Selon une enquête du SNJ-CGT sur le racisme dans les rédactions, 24,2 % des 167 personnes interrogées déclarent en avoir été directement victimes et 47,1 % en avoir été témoins. Toujours dans la même enquête que Le Monde a pu consulter avant qu’elle soit révélée le 28 mars aux Assises du journalisme de Tours, 44 % des personnes interrogées déclarent avoir déjà été victimes de discriminations au travail (liées au genre, à l’orientation sexuelle, à la religion, aux origines).
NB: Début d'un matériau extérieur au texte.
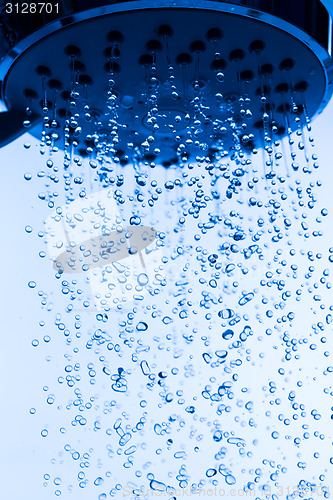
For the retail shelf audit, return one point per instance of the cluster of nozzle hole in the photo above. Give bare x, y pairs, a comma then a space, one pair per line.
113, 52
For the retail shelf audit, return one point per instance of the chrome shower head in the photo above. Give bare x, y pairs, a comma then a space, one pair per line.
136, 81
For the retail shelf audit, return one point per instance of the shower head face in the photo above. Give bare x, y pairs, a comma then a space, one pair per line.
166, 84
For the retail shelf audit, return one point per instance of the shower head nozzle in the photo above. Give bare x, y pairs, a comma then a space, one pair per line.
166, 82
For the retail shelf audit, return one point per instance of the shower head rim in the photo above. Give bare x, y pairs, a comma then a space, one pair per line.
209, 5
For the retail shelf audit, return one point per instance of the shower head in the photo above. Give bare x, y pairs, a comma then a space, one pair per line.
164, 82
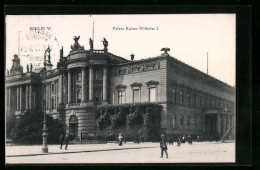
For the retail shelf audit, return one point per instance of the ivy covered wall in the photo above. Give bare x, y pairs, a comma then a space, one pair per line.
138, 120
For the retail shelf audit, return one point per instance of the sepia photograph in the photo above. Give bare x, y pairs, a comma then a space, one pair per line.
128, 88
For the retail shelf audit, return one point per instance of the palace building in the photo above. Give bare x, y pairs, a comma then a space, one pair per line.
193, 102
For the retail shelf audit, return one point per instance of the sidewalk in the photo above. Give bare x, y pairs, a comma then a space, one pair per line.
34, 150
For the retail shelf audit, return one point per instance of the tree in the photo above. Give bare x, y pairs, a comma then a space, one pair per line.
28, 128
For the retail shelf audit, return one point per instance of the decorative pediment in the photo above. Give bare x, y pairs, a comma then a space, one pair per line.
76, 46
152, 82
16, 67
136, 84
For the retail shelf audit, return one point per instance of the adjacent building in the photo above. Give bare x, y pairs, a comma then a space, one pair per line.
193, 102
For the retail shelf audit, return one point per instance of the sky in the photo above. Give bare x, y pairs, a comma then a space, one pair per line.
189, 36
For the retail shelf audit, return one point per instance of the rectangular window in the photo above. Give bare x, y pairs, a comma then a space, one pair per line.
136, 95
79, 77
98, 95
173, 121
52, 87
99, 75
181, 97
152, 94
195, 100
194, 123
188, 99
121, 97
78, 96
173, 96
52, 103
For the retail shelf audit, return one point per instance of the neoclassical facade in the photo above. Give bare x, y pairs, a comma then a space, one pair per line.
193, 102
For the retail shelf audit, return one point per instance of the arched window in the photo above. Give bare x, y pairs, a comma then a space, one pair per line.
181, 121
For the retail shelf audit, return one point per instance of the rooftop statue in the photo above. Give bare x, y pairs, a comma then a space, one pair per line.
76, 46
165, 50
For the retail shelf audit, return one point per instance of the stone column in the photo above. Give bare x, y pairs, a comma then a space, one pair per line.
34, 97
17, 98
83, 84
91, 83
21, 98
69, 86
228, 121
105, 84
9, 98
50, 103
26, 98
60, 87
6, 98
30, 97
224, 124
219, 124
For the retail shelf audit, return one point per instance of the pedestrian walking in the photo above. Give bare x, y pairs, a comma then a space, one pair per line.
163, 146
61, 140
120, 139
67, 139
189, 140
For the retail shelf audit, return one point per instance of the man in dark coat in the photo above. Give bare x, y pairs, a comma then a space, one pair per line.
163, 146
189, 140
61, 140
67, 139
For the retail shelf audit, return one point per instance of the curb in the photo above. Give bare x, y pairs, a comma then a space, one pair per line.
53, 153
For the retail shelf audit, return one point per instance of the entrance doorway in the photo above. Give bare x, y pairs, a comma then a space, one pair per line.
211, 124
73, 127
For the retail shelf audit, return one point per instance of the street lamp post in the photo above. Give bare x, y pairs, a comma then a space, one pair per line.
44, 129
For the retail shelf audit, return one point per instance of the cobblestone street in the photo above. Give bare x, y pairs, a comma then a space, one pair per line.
128, 153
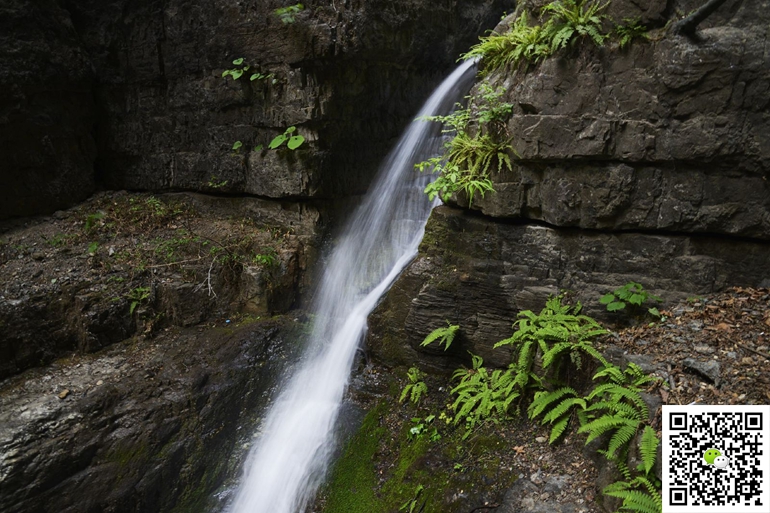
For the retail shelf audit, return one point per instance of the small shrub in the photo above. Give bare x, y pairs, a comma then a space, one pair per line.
632, 29
443, 335
481, 393
241, 68
137, 296
416, 387
288, 14
292, 141
631, 293
572, 19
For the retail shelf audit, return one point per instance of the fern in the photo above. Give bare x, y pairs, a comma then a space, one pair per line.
416, 386
647, 500
556, 331
557, 407
443, 335
570, 18
632, 29
648, 448
481, 393
521, 43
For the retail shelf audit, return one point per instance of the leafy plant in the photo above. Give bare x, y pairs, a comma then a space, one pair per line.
640, 495
469, 158
422, 427
288, 14
619, 408
214, 182
521, 43
556, 408
241, 68
631, 293
557, 330
443, 335
572, 19
137, 296
416, 386
266, 259
410, 506
481, 393
633, 29
294, 141
91, 220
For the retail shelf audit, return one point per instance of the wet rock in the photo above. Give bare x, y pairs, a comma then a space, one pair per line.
130, 444
478, 273
135, 91
709, 369
661, 136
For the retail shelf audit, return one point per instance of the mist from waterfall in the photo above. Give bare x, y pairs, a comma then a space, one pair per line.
288, 461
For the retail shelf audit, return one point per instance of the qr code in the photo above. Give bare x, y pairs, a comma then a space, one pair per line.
716, 459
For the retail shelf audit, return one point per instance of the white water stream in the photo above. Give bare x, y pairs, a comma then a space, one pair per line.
287, 463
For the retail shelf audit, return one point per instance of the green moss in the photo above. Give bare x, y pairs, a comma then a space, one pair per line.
353, 478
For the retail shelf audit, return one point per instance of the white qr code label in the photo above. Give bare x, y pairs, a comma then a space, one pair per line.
716, 459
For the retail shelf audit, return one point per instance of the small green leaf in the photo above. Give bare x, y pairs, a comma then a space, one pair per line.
607, 299
277, 141
295, 142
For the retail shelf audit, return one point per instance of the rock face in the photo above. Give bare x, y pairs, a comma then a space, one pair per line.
145, 426
47, 110
479, 273
131, 93
648, 164
215, 257
667, 135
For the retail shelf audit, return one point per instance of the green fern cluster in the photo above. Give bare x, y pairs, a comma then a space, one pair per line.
479, 146
572, 19
481, 393
556, 408
470, 155
567, 21
521, 43
558, 330
444, 335
632, 29
415, 388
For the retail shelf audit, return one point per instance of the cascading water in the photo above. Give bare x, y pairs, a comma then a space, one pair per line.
287, 463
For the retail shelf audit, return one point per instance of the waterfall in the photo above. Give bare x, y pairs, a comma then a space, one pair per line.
287, 462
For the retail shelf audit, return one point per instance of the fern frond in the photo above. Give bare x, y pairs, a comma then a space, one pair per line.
648, 448
445, 335
636, 501
620, 439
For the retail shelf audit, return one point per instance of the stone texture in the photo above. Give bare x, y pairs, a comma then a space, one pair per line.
47, 147
667, 135
147, 426
479, 273
131, 94
64, 300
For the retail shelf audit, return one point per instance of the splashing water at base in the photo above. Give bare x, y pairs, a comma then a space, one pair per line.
285, 467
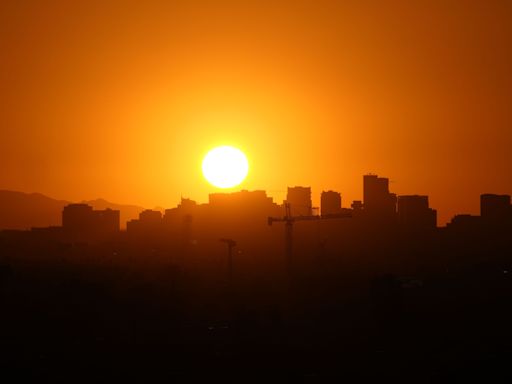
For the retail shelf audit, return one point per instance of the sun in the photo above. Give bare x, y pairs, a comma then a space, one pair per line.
225, 167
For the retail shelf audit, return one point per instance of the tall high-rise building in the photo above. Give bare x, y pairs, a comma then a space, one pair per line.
377, 200
330, 203
414, 212
299, 199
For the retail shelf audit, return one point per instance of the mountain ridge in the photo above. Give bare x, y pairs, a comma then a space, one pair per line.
22, 211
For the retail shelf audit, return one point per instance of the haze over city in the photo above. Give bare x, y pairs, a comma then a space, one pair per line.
121, 100
256, 190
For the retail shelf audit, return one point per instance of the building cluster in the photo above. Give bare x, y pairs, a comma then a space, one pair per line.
251, 209
495, 213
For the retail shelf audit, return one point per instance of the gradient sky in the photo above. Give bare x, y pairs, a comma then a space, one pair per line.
121, 99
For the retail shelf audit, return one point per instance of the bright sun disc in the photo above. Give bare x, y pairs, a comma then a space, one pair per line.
225, 167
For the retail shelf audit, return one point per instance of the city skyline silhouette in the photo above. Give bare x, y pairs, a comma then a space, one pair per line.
256, 191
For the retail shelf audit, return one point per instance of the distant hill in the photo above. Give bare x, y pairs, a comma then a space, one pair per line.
20, 210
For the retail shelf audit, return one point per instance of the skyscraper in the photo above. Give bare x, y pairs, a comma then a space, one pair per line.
414, 212
378, 202
299, 199
330, 203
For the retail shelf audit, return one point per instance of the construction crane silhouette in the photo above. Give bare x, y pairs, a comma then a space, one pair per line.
288, 220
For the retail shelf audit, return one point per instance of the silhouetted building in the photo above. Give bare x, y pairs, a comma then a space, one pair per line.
81, 223
414, 212
378, 202
495, 207
330, 203
357, 205
465, 223
147, 226
299, 199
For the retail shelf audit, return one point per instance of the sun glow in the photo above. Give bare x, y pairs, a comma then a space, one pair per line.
225, 167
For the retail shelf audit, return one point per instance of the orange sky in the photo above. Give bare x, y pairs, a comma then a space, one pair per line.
121, 101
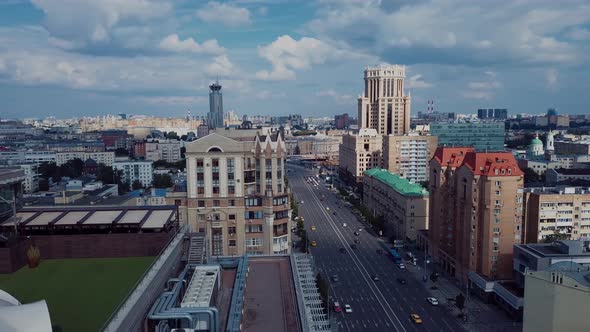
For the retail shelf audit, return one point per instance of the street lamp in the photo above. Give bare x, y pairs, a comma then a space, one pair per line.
13, 203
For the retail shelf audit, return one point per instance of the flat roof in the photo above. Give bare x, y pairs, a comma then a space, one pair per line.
72, 218
133, 217
200, 289
270, 295
399, 184
157, 219
149, 217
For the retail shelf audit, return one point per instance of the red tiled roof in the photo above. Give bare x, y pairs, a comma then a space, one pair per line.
492, 163
453, 157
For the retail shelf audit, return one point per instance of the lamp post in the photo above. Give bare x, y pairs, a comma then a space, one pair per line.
13, 203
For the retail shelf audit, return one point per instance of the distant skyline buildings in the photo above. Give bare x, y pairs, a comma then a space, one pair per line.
215, 115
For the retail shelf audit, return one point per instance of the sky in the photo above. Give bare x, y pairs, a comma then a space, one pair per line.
73, 58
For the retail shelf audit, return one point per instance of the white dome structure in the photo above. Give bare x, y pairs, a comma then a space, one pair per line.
17, 317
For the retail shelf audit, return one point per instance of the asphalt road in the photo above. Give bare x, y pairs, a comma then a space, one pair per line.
383, 305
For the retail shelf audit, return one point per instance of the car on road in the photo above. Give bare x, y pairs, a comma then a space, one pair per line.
416, 318
337, 307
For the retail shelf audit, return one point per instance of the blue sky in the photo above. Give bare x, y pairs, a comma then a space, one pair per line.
79, 58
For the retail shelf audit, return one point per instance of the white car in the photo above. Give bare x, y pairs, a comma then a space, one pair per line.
347, 308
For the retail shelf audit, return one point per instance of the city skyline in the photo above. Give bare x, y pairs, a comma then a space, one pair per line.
149, 57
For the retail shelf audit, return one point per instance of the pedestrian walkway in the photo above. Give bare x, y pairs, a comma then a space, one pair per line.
480, 316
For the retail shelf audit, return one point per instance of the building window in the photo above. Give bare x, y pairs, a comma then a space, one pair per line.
253, 228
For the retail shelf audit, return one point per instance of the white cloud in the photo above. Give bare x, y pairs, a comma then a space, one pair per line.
267, 95
232, 16
221, 66
418, 82
579, 34
287, 55
337, 97
170, 100
551, 78
458, 32
172, 43
81, 23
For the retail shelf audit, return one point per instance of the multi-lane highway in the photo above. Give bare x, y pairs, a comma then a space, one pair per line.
383, 305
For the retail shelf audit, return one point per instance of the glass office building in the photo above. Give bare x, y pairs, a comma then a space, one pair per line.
485, 136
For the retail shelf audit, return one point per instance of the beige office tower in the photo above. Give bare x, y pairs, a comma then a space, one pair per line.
384, 105
236, 193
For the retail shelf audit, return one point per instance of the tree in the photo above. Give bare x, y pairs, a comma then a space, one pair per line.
121, 152
162, 181
136, 185
72, 168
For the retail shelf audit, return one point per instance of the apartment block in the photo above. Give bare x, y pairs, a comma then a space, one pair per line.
360, 152
476, 211
403, 205
483, 136
236, 193
141, 171
409, 155
556, 299
104, 157
168, 150
30, 182
557, 211
384, 105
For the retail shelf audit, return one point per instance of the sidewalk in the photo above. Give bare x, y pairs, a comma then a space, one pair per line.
480, 316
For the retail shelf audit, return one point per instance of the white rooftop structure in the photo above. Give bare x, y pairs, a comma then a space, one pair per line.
201, 287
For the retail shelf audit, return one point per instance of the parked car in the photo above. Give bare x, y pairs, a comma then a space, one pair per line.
416, 318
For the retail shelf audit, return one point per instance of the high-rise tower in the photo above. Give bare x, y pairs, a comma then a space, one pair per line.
215, 115
384, 106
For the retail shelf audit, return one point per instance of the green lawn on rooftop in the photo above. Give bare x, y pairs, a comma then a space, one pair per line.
81, 293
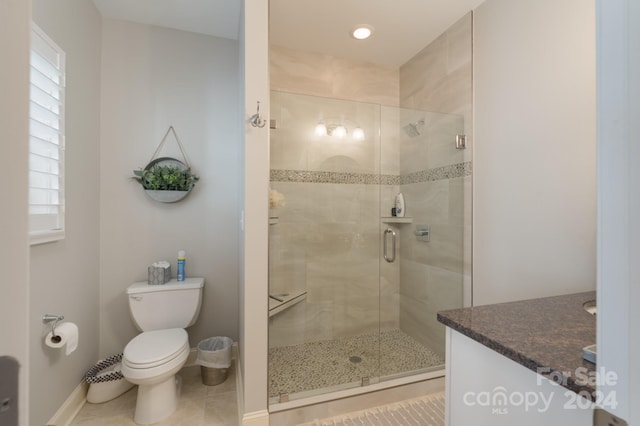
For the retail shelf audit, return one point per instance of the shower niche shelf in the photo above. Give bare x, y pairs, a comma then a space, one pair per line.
395, 219
285, 301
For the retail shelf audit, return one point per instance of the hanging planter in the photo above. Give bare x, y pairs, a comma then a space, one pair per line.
167, 179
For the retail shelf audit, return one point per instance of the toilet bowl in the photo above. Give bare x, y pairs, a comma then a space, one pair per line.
151, 361
152, 358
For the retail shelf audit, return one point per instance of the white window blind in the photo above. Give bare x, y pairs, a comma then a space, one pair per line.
46, 139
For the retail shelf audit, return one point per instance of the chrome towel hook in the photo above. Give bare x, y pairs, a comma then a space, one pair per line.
256, 120
54, 319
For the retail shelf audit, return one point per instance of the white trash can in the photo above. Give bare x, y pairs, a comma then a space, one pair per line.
214, 358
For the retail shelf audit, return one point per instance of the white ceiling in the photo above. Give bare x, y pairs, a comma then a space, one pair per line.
401, 27
219, 18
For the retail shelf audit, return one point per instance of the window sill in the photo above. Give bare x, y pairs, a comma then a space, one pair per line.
45, 237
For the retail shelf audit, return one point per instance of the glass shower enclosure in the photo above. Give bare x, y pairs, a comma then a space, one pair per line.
353, 289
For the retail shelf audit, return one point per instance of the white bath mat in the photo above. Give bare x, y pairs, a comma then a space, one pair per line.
424, 411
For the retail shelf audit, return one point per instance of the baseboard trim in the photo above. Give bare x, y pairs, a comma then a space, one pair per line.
71, 406
239, 383
256, 418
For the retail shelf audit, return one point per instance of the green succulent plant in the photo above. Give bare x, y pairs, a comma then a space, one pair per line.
165, 178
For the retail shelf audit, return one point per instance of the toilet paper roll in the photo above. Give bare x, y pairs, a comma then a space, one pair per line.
66, 335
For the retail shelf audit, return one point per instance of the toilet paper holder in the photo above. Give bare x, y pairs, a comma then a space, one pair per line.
54, 319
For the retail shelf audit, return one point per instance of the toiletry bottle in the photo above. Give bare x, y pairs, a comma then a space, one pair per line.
181, 265
400, 205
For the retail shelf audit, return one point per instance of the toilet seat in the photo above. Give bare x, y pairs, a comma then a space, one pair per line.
153, 348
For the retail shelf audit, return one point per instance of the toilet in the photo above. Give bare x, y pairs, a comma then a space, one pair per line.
152, 358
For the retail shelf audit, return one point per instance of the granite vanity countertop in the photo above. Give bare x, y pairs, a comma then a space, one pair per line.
544, 335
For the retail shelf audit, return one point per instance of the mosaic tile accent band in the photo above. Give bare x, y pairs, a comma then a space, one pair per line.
306, 176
Les écoles de journalisme pointées du doigt

Deux journalistes de 26 ans (Arno Pedram, qui exerce pour France 24 et Infomigrants, et Khedidja Zerouali, de Mediapart) sont à l’initiative de l’AJAR. En l’espace de quelques mois, ils sont arrivés à fédérer des organisations syndicales (SNJ et SNJ-CGT) et des visages connus tels que le producteur Ali Rebeihi, la chroniqueuse Rokhaya Diallo, le producteur Sébastien Folin ou la journaliste Nora Hamadi.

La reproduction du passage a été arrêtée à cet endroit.